A new war on a five-letter word: It’s supposed to make you laugh, not turn you on
October 27, 2008
Last time I checked, “porno” was a five-letter word, not four.
Some TV networks are making a big hullabaloo about Kevin Smith’s latest cinematic soiree, “Zach and Miri Make a Porno,” which opens Oct. 31. They are refusing to air the second half of the title in their TV spots, leaving it innocently enough as “Zach and Miri.”
I can sort of understand it being censored during morning and early afternoon programs, but after 7 p.m. “Make a Porno” should be bringing up the tail end of the title.
There also seems to be no rhyme or reason indicating which programs are going to be porno-less.
During Oct. 20’s “Monday Night Football” game, porno was dropped from the title because “football is ‘family-friendly entertainment,’ which is why you can see all manners of erectile dysfunction ads during the game,” said the movie’s director Smith in an interview with the Chicago Tribune.
However, the full title was shown during the final game of the Rays-Red Sox playoff game. And an ad for the movie, sans porno, ran during the episode of “Saturday Night Live” in which Alaska Gov. Sarah Palin made an appearance.
Smith said “SNL” simply received the wrong ad.
And the censorship isn’t just on TV. Originally, posters of stars Seth Rogen and Elizabeth Banks in “playfully risqué” poses were going to be the focus of the billboard campaign.

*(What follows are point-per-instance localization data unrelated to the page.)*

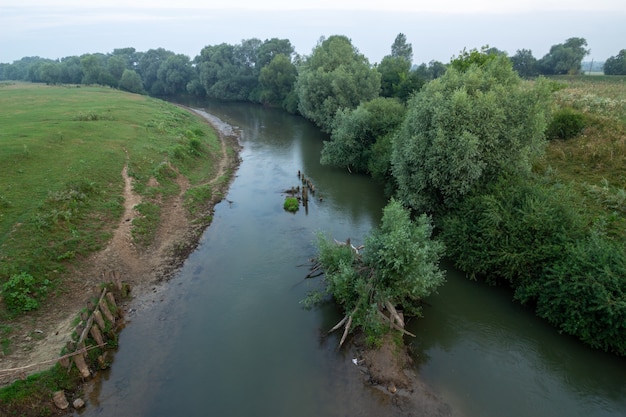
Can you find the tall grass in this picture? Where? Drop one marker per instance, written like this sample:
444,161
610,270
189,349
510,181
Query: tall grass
62,151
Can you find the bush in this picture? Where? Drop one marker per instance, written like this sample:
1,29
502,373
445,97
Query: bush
566,124
585,293
511,232
291,204
21,292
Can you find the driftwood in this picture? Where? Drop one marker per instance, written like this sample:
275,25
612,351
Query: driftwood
394,325
394,313
347,323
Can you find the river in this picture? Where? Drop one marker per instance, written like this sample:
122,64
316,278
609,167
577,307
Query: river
228,336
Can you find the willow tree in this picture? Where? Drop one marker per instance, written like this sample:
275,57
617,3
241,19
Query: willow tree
464,130
386,279
335,76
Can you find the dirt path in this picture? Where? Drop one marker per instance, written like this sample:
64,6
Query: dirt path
39,338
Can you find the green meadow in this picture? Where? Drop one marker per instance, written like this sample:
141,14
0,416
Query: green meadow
62,151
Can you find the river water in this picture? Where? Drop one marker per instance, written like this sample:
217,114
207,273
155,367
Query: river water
228,335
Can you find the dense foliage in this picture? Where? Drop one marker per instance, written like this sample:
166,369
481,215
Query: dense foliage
528,233
616,65
463,130
565,58
399,265
355,133
335,76
566,123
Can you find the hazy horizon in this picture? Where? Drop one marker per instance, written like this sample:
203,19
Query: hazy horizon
58,32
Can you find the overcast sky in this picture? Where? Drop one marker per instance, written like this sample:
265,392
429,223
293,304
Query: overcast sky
438,29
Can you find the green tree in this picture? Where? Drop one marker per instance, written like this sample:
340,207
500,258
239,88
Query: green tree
175,73
131,81
277,80
474,57
270,49
524,63
71,71
565,58
356,131
401,48
463,130
148,68
50,73
92,66
434,69
335,76
398,268
230,72
616,65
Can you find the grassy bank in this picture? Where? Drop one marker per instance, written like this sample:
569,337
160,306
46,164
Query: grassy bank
62,151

But according to an Oct. 15 Associated Press article, the Motion Picture Association of America banned the posters.
Smith went to Plan B: Two stick figures of the stars with the tagline, “Seth Rogen and Elizabeth Banks made a movie so outrageous that we can’t even tell you the title.”

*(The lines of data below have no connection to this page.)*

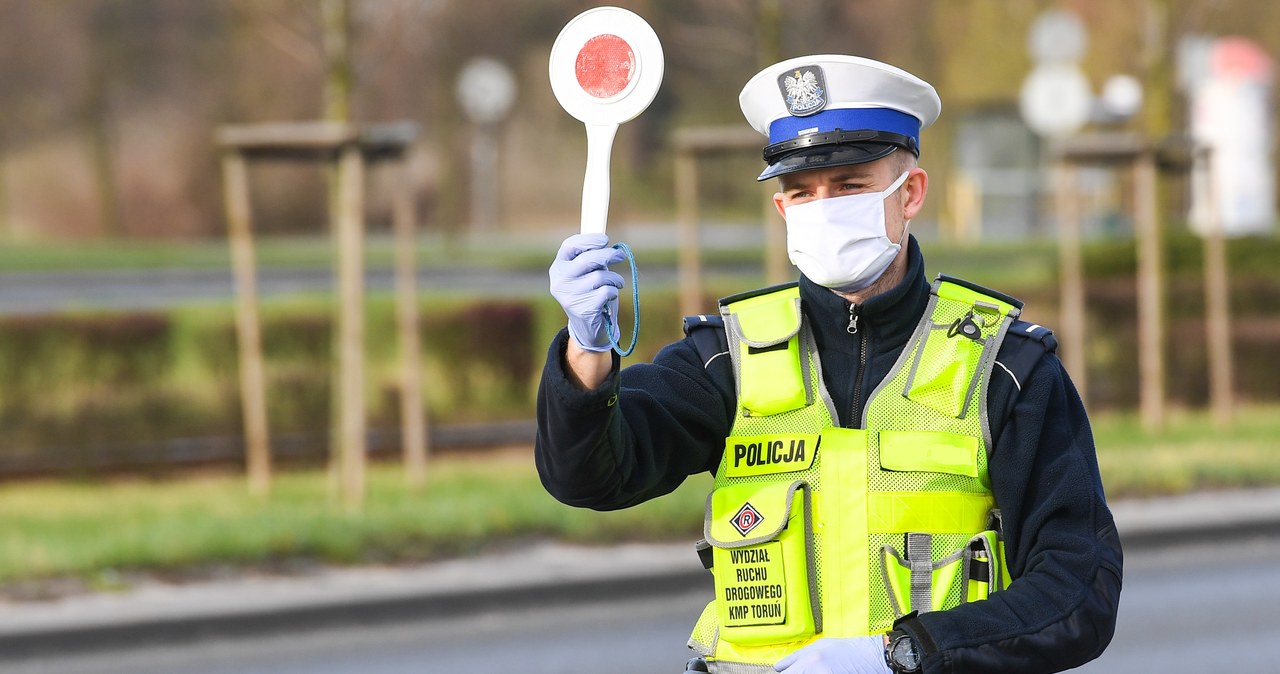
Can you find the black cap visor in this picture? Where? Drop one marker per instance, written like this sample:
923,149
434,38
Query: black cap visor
832,148
822,157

In trying to defend “porno,” Gary Faber, marketing boss for the Weinstein Co., said, “It’s a comedy. It’s a joke. We’re not advertising porno. It’s not a porno. The word ‘porno,’ it’s not supposed to turn you on. It’s supposed to make you laugh.”
I couldn’t agree more with Faber’s simply-structured sentences. “Zach and Miri Make a Porno” is an R-rated, dropped from NC-17, comedy aimed at adults. It’s not a stag film; it’s about two friends who are in desperate need of some cash and the hilarity that ensues trying to earn said cash.
A common argument for the deletion of “porno” is that kids will ask what it means. I’m sure most parents want to protect their children from porn, but I don’t remember hearing any complaints about the “Sex and the City” movie.
And I’m sure it’s just as terrifyingly awkward for a parent to explain sex as it would be porn.
Get over it, prudes. People have sex and sometimes they like to do it in front of a camera.
And if they want to include two other people, a fern and horseradish, that’s up to them.